Select columns by their names (labels).

import pandas as pd
import numpy as np

df_loc_example = pd.DataFrame({
'StudentID': ['S101', 'S102'],
'Test1_Score': [85, 92],
'Test2_Score': [90, 88],
'Homework_Avg': [92.5, 85.0],
'NonNumeric': ['A','B']
})

# ✅ Calculate row average for 'Test1_Score' and 'Homework_Avg' columns
columns_to_average = ['Test1_Score', 'Homework_Avg']
df_loc_example['Selected_Average_loc'] = df_loc_example.loc[:, columns_to_average].mean(axis=1)
# Or more directly: df_loc_example[columns_to_average].mean(axis=1)
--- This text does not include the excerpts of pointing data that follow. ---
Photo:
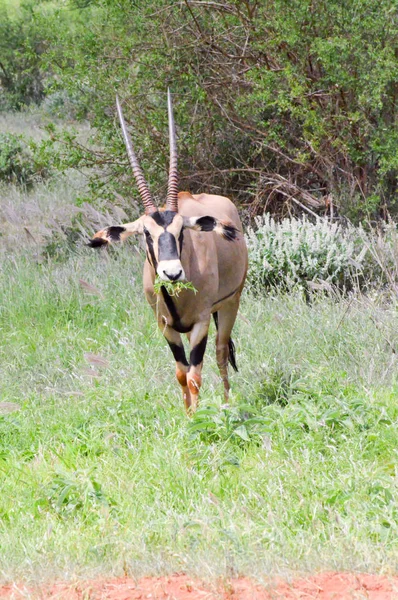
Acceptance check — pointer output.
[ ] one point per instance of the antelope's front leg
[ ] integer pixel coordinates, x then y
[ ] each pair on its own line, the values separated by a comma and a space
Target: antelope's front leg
176, 346
197, 342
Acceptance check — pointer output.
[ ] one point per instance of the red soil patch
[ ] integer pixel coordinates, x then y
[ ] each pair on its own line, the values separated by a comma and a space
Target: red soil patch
327, 586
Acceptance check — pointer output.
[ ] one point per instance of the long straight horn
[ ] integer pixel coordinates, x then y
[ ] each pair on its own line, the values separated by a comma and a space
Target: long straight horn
172, 189
138, 174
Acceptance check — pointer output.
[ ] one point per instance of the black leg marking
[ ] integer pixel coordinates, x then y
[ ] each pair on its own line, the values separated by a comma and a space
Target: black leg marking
197, 352
97, 243
114, 232
178, 353
231, 355
177, 325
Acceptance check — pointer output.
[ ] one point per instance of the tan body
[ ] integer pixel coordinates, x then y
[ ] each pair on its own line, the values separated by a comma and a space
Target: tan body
215, 266
217, 269
197, 239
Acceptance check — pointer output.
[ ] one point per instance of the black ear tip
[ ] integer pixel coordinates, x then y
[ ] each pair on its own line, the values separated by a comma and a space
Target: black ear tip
97, 243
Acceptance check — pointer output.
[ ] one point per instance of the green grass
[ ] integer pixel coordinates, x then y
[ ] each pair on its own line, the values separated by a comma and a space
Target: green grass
102, 472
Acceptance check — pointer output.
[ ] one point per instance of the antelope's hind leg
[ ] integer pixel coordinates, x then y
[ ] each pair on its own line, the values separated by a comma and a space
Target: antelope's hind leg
176, 346
225, 350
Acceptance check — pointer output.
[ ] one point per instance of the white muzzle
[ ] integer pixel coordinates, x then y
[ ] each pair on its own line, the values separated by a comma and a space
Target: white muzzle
171, 270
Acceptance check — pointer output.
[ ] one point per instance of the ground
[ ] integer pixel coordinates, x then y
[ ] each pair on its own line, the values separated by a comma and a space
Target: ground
326, 586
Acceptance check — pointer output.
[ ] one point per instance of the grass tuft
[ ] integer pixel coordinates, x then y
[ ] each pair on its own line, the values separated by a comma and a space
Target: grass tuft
173, 288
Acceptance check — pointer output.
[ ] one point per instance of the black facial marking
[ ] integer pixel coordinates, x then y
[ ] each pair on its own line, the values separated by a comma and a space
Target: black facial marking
149, 243
167, 246
164, 219
229, 233
97, 243
206, 223
197, 352
178, 353
114, 232
177, 325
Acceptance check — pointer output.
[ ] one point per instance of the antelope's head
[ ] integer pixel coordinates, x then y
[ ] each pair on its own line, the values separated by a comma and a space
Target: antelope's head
163, 229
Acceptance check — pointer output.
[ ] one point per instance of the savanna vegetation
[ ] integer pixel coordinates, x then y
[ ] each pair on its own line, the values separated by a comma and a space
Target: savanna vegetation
288, 107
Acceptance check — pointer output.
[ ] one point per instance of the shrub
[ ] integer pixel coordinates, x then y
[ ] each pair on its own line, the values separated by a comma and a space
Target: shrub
17, 162
295, 251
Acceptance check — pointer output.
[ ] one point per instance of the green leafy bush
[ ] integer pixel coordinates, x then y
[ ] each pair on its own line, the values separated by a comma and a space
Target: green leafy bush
17, 164
295, 251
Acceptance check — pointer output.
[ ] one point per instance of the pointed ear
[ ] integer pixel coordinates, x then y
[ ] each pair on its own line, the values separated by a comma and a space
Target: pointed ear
226, 230
116, 233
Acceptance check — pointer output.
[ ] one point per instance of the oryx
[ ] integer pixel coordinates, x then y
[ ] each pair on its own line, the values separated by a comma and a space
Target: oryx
196, 238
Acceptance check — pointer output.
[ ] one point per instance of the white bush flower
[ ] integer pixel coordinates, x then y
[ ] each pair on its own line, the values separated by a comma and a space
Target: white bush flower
295, 251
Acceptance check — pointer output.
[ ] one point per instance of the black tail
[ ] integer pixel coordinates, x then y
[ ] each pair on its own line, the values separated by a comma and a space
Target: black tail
231, 346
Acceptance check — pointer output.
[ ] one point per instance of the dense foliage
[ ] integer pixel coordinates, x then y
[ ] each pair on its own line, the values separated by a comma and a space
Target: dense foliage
282, 104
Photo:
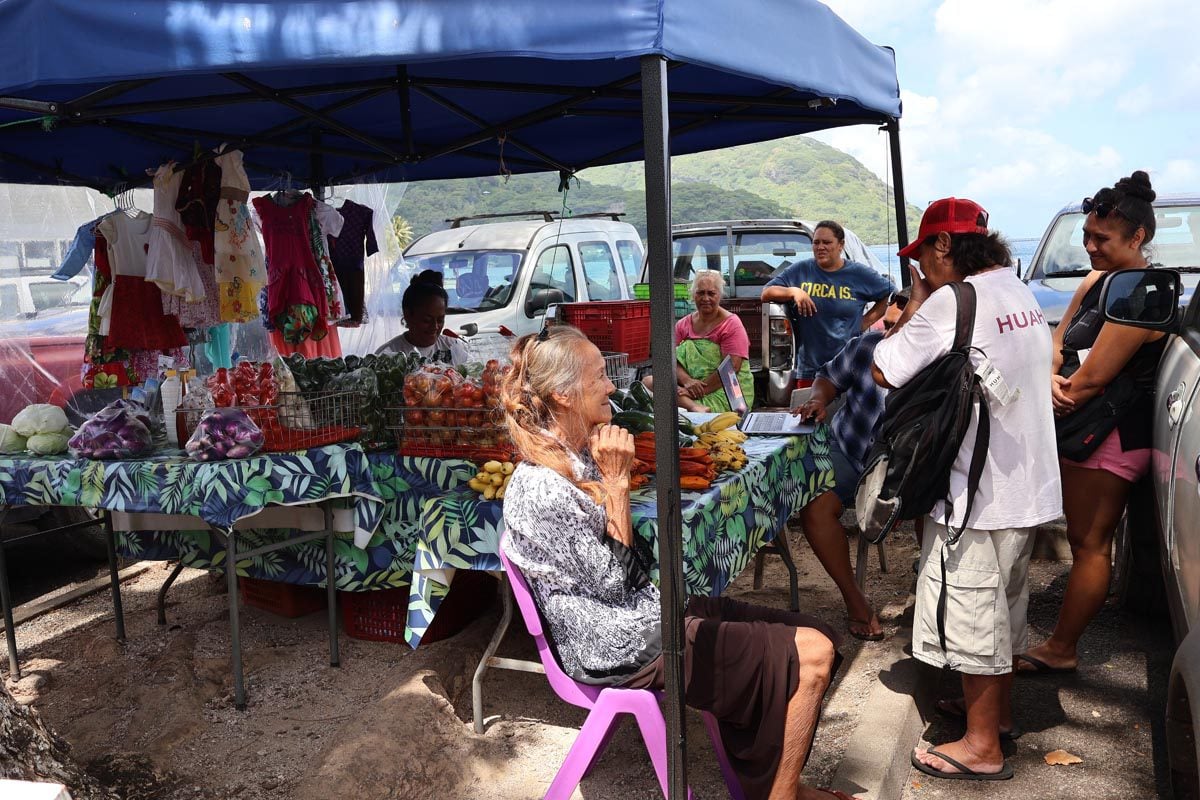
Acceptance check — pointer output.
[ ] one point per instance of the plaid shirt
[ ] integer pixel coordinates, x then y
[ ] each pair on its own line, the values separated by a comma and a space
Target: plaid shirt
850, 371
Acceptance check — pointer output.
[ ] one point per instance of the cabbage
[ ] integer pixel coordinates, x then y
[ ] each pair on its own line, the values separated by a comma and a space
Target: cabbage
40, 417
48, 444
10, 440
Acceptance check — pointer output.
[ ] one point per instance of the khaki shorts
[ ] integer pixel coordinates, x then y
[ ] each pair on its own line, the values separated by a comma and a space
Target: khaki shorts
987, 599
print("Row average for Test1_Score and Homework_Avg (using .loc):")
print(df_loc_example[['StudentID', 'Test1_Score', 'Homework_Avg', 'Selected_Average_loc']])

Output:

Row average for Test1_Score and Homework_Avg (using .loc):
StudentID Test1_Score Homework_Avg Selected_Average_loc
0 S101 85 92.5 88.75
1 S102 92 85.0 88.50

Handling Non-Numeric Data

  • df.mean(axis=1, numeric_only=True): This is the most straightforward way to ensure only numeric columns are considered for the row-wise mean.
  • Pre-selection: If you don't use numeric_only=True, df.mean(axis=1) might raise a TypeError if it encounters non-numeric columns (like 'Subject' in our main example) that it cannot average. It's good practice to either:
    • Explicitly select only the numeric columns you want to average: df[['Col1', 'Col2', 'Col3']].mean(axis=1).
    • Use df.select_dtypes(include=np.number).mean(axis=1) to automatically select all numeric columns.

Conclusion

Calculating the average for each row in a Pandas DataFrame is a simple yet powerful operation:

  1. Use DataFrame.mean(axis=1) to compute the mean across columns for each row.
  2. For safety with mixed-type DataFrames, either:
    • Specify numeric_only=True: df.mean(axis=1, numeric_only=True).
    • Pre-select numeric columns before calling .mean(axis=1):
      • df[['NumericCol1', 'NumericCol2']].mean(axis=1) (using .loc or direct selection)
      • df.iloc[:, start_idx:end_idx].mean(axis=1) (using .iloc)
  3. Assign the resulting Series to a new column in your DataFrame: df['Row_Average'] = .... Using df.assign(Row_Average=...) is also a good pattern.

By setting axis=1, you ensure the aggregation happens horizontally (row-wise), providing a mean value for each observation based on the selected numeric features.